The undersigned represents and warrants that all offers and sales by the undersigned of the securities issuable to the undersigned upon conversion of the Series C Preferred Stock shall be made pursuant to registration of the Common Stock under the Securities Act of 1933, as amended (the “Act”), or pursuant to an exemption from registration under the Act.

 

[ ] The undersigned hereby requests that the Corporation transmit the Common Stock issuable pursuant to this Notice of Conversion to the address of the undersigned.

 

Date of Conversion: ____________________________

 

Applicable Conversion Rate: Each share of Series C Preferred Stock is convertible into one share of Common Stock.

 

Number of Shares of Common Stock to be Issued: _____________________

 

Signature: _____________________________________

 

Name: __________________________________________

 

Address: _______________________________________

 

* The Corporation is not required to issue shares of Common Stock until the original Preferred Stock Certificate(s) (or evidence of loss, theft or destruction thereof) to be converted are received by the Corporation or its transfer agent.
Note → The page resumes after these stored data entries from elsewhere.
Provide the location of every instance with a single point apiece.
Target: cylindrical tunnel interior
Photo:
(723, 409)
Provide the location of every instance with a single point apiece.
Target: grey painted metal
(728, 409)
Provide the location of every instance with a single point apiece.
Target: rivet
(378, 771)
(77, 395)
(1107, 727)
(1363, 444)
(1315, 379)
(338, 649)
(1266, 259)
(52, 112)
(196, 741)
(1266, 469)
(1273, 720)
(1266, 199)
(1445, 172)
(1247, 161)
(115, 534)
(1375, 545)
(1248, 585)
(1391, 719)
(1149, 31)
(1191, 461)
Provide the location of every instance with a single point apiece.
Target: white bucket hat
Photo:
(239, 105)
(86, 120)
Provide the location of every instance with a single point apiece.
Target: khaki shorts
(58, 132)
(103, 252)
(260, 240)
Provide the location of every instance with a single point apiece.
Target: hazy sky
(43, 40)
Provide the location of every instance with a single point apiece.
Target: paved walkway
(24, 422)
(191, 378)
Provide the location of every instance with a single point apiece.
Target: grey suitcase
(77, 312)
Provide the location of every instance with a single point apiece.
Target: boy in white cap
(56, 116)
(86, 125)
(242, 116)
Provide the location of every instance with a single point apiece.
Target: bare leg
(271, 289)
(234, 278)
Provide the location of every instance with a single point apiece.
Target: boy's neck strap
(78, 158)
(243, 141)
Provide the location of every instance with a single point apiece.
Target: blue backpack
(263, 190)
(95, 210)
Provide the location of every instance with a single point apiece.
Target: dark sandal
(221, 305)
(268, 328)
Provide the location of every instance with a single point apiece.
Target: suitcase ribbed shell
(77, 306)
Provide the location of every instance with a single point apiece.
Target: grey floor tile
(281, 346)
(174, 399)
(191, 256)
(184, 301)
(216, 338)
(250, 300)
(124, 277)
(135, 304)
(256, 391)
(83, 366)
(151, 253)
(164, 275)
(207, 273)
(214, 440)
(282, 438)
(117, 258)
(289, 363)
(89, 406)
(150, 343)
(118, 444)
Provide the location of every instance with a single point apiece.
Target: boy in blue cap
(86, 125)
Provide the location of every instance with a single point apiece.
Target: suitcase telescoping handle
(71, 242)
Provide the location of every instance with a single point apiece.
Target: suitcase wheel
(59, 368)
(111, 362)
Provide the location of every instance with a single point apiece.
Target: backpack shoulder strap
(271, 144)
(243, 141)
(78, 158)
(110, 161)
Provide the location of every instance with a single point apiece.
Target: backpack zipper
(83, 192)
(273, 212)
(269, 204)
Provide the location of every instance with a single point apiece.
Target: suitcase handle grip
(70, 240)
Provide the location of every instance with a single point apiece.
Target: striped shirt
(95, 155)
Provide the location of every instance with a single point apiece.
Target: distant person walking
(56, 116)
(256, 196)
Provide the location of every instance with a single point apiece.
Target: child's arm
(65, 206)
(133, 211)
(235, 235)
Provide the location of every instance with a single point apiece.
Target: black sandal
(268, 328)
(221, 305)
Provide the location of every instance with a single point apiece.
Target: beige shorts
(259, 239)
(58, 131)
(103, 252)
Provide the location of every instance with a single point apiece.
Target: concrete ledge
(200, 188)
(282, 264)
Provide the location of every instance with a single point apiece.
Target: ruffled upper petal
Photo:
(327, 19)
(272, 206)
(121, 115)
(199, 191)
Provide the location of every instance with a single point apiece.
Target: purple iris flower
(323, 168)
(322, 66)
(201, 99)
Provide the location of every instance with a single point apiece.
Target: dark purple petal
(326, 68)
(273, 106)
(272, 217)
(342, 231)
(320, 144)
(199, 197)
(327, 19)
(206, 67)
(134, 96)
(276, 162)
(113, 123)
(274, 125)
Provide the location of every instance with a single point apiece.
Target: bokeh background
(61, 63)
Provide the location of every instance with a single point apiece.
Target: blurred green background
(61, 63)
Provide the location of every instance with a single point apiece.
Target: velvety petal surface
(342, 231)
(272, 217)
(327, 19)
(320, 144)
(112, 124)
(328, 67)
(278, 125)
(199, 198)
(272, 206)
The Corporation shall issue and deliver shares of Common Stock to an overnight courier not later than the later of (a) two (2) business days following receipt of this Notice of Conversion and (b) delivery of the original Preferred Stock Certificates (or evidence of loss, theft or destruction thereof) and shall make payments pursuant to the Certificate of Designation for the failure to make timely delivery.